This is the first in a series of “Stories of Hope,” in which ordinary people share how hope makes them live differently. To read the introduction, click here. If you have a story of hope you’d like to share, why not send me a message?
Judy Gillis is someone I am honoured to call friend, someone who has been into the valley of the shadow of death and has come out the other side somehow radiant. If you’ve ever dealt with deep loss, her story will resonate. You’ll find out what hope looks like to her. Thanks for sharing, Judy!
Today, I saw someone I hadn’t seen in quite a few months. As we were catching up, we got to talking about the car accident, the one that instantly took our youngest daughter’s life back in October 2013, the one that turned all of our lives upside down. My friend had seen the notice in the paper and wanted to know a few details.
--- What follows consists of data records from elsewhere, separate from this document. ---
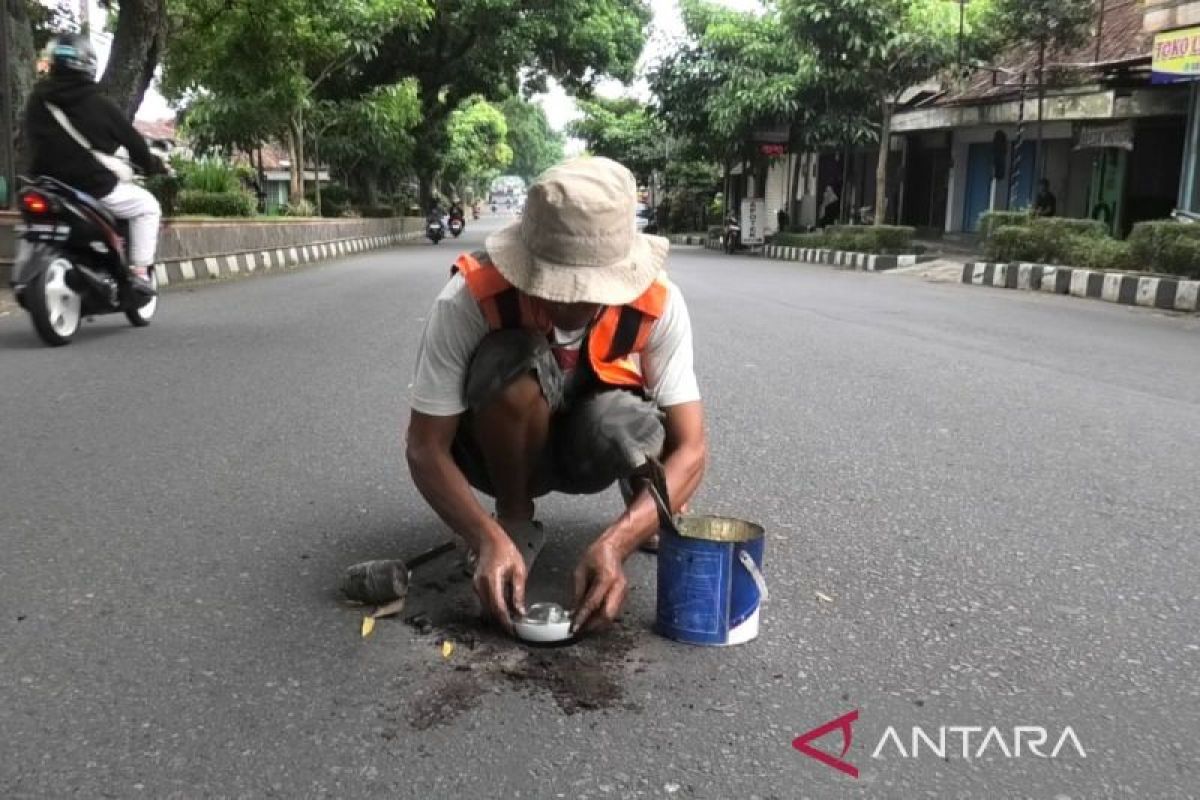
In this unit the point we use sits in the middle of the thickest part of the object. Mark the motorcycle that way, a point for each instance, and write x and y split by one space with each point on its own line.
72 263
732 236
435 230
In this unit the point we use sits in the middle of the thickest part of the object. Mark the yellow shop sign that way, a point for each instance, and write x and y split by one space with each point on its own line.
1176 55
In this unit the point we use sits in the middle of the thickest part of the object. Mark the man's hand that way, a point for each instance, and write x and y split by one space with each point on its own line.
600 587
501 576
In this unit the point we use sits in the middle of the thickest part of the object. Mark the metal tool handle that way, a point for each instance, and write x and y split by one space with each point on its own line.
755 573
657 485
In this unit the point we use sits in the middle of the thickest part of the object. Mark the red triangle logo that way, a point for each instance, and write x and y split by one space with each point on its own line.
804 743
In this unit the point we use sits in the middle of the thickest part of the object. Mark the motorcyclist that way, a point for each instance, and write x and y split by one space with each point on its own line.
436 212
79 157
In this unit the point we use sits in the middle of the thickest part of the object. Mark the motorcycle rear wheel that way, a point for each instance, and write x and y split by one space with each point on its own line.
55 308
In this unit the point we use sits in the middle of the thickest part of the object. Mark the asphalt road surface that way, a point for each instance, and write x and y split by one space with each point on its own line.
981 507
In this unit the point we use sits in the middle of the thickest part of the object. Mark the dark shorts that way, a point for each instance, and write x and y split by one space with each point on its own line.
597 434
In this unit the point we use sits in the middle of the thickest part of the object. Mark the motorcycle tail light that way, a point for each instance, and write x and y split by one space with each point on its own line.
35 203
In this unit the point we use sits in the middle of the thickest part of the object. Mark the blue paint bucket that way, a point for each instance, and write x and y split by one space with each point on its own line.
711 584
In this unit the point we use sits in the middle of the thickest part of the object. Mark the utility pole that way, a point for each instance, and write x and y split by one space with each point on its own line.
1014 175
963 32
6 150
1039 157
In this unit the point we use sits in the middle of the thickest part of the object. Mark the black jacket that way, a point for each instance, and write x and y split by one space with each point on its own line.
55 154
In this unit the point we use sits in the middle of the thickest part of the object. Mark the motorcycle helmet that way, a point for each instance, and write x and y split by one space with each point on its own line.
72 54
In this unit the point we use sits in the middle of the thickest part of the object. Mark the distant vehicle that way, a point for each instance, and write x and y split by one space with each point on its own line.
731 239
435 230
73 263
645 218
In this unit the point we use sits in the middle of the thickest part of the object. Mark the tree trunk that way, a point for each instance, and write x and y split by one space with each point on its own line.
727 200
793 210
295 152
1039 155
19 70
881 169
316 158
137 44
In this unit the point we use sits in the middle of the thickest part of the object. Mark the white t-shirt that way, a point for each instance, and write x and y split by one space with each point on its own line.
456 326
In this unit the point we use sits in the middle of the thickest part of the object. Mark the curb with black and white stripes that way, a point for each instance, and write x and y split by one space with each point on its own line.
850 260
690 240
280 258
1150 292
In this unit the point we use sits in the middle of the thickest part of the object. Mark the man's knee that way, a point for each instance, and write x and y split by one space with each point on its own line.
609 437
517 400
514 368
151 208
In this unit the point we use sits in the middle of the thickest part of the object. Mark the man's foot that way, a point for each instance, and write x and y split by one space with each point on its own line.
139 281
I’m okay talking about it… now.
Of course, whenever I talk about it, I still have to kind of separate myself from the fact that I’m talking about my baby girl. She was 21 … far from home, living in her car, trying to make her way in the world, and trying to find a place to live. She was so tired; she fell asleep at the wheel … and losing her was harder than any one event I’ve ever had to go through. And yes, there are times – many times – I long to feel her arms around me, to hear her laughter or to see some of the zany facial expressions she used to come out with.
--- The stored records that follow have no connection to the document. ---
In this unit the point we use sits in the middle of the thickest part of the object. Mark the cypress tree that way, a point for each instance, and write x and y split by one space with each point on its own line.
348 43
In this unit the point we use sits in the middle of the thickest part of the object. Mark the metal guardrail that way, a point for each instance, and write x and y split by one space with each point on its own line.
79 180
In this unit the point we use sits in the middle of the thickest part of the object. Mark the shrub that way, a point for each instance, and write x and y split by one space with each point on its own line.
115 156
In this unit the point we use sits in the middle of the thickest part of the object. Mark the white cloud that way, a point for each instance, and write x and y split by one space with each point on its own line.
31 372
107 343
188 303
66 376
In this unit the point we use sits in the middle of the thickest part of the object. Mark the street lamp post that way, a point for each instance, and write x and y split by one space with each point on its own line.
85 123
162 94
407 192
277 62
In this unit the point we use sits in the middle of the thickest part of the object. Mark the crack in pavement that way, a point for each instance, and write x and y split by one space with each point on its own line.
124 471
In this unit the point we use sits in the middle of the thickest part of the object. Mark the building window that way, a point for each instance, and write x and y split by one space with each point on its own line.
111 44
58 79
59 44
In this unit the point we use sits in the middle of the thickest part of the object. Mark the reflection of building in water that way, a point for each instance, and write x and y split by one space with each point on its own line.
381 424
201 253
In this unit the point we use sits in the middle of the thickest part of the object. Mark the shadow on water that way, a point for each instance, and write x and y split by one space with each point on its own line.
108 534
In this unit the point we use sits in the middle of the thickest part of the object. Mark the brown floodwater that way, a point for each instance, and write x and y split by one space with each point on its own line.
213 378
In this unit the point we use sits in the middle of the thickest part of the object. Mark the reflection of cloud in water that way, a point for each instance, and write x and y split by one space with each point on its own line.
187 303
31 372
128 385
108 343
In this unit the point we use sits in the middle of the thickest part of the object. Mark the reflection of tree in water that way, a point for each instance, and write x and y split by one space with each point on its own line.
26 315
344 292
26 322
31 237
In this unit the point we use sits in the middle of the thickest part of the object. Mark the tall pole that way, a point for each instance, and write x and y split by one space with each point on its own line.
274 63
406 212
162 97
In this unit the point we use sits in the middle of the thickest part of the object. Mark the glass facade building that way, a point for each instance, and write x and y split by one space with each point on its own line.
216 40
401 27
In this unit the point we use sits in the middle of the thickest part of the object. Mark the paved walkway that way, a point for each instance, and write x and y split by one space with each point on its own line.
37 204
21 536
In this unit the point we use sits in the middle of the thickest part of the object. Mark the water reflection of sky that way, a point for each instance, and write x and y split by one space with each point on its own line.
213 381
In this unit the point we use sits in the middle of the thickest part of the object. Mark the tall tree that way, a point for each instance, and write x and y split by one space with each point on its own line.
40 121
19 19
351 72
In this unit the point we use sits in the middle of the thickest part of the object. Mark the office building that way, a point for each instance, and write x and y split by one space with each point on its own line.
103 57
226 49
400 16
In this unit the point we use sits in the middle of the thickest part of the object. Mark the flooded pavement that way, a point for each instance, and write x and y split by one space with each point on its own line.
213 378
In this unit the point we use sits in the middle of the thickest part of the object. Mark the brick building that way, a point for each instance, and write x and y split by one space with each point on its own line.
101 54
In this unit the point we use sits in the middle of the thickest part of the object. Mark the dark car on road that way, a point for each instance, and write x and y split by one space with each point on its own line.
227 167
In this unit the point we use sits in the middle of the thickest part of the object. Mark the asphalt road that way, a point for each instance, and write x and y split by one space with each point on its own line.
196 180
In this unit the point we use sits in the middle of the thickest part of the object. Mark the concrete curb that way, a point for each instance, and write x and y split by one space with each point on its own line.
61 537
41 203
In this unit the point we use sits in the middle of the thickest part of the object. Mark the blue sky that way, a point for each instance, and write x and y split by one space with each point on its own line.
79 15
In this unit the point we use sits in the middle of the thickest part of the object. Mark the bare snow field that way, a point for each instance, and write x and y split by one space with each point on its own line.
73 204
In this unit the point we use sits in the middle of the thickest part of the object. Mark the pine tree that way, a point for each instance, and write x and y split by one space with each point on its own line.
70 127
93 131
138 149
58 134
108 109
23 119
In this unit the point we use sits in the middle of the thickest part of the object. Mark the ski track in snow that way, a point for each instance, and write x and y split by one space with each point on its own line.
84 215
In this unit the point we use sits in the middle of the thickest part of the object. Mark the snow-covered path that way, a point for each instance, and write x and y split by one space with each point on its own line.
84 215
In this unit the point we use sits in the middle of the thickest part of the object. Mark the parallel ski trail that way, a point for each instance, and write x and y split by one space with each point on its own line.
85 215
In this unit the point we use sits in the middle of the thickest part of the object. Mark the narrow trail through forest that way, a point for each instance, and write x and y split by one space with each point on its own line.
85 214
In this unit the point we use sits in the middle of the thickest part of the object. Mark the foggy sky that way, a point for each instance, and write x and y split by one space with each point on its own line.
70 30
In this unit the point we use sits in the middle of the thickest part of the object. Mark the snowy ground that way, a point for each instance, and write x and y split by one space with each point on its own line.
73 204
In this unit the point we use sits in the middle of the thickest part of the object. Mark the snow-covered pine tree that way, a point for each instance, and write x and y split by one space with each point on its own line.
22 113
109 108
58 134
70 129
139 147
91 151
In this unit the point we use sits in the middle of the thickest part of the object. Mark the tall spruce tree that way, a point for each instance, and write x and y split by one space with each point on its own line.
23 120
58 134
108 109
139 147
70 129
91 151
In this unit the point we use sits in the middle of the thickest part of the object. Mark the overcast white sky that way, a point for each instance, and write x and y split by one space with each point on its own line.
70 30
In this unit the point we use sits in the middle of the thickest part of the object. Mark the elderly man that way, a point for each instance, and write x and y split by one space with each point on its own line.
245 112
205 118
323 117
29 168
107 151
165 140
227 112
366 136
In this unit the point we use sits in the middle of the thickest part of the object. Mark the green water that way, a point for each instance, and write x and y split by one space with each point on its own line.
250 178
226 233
But … so many amazing things have happened that we could never have predicted – so many people have been touched and helped by her story that there is a part of me that understands (in some small way) some of why God welcomed a homeless girl into the best home she could possibly imagine!
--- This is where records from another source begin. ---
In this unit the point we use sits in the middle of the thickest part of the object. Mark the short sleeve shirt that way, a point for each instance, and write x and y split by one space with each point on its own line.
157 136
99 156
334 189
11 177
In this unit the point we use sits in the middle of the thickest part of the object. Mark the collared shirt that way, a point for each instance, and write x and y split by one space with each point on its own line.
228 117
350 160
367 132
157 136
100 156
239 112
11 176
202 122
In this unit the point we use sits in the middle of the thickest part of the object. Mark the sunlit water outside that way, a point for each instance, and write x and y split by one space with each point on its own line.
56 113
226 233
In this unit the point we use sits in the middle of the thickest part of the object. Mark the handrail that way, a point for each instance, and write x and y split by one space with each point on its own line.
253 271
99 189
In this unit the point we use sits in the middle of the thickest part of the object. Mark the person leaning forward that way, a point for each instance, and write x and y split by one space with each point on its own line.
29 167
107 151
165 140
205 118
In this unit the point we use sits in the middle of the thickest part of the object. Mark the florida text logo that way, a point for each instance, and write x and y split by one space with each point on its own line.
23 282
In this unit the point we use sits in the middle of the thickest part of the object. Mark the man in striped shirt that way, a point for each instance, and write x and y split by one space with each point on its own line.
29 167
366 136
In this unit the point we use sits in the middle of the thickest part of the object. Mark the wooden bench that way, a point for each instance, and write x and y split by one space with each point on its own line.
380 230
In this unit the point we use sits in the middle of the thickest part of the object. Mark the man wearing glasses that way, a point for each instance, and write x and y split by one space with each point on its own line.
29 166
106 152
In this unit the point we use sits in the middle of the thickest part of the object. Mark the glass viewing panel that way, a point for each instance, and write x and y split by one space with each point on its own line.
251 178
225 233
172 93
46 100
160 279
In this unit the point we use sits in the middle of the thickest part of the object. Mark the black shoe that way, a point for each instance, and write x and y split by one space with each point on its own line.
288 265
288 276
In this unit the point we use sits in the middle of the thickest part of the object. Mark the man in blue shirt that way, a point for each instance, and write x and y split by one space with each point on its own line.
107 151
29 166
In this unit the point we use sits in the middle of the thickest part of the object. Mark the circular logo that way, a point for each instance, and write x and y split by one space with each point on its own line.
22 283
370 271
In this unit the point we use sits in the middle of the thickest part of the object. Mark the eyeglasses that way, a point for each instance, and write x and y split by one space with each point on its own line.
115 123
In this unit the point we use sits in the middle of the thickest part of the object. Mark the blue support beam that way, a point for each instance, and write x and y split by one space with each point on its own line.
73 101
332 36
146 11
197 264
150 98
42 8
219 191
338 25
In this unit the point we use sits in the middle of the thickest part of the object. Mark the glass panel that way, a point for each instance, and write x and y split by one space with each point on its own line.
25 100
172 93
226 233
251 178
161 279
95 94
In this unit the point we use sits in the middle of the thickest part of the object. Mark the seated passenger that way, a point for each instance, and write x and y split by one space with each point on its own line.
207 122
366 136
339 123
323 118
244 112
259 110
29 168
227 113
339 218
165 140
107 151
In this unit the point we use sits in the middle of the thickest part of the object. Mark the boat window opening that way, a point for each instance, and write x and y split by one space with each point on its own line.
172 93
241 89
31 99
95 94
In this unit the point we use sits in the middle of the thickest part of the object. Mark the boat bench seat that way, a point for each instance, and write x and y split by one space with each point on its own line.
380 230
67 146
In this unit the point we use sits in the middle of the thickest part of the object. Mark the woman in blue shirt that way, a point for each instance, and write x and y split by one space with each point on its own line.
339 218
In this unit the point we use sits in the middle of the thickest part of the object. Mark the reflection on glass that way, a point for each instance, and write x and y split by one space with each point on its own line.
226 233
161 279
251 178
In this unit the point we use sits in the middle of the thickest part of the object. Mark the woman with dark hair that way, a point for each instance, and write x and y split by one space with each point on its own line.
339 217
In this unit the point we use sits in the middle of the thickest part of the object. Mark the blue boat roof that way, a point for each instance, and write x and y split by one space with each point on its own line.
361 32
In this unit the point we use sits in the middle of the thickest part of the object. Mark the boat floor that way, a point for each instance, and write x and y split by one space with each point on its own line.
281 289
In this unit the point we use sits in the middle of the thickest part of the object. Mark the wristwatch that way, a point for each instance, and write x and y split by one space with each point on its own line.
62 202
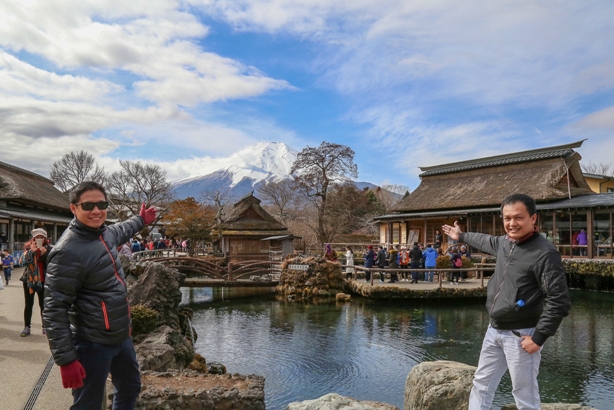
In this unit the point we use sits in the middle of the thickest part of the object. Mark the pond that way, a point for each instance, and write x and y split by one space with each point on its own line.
365 349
I often thank God that He reached down into her heart and showed her that He is real, that she embraced Him only a little over a month before she died. We were able to share wonderful things with each other in those last 35 days. She still had a lot of rough edges (but then again, so do I. So does everyone.) Her conversion – her “white light” experience as I sometimes call it – has given me such comfort. Knowing that right now she is happier than she ever could have been here, and that I will see her again, helps me get through the tough times when I see someone who looks like her, or I hear a song she used to sing off-key on purpose just to make me laugh. The tears spring to my eyes … and that’s okay. It’s okay to miss her. It’s okay.
I get to tell her story often, and in the telling, I heal a bit more because her story reminds me that no life ever goes unnoticed. Every person has great worth. God is still in control, even when it seems like life is crazy and the pain is so great and so senseless. The very areas in which I have been wounded – those self-same hurts, that grief, those tears – God takes those and turns them around for good … so that when someone else is going through a hard place, I can empathize and come alongside that person with assurance that “He’s GOT this.” It’s not just words. It’s real. He is really there.
That’s really what hope is. It’s not the “I hope I win the lottery” kind of hope. It’s a knowing, a settled feeling, a sense that all is well. It’s a deep-seated assurance, based on a personal and vital experience with God. She had that. She had such a child-like faith, a calm assurance that everything was going to be all right – and I believe that if she wanted to leave a legacy behind, it would be that “I-know-so because He-said-so” kind of rock-solid confidence. That’s the kind of hope that is an anchor for the soul. He gives that.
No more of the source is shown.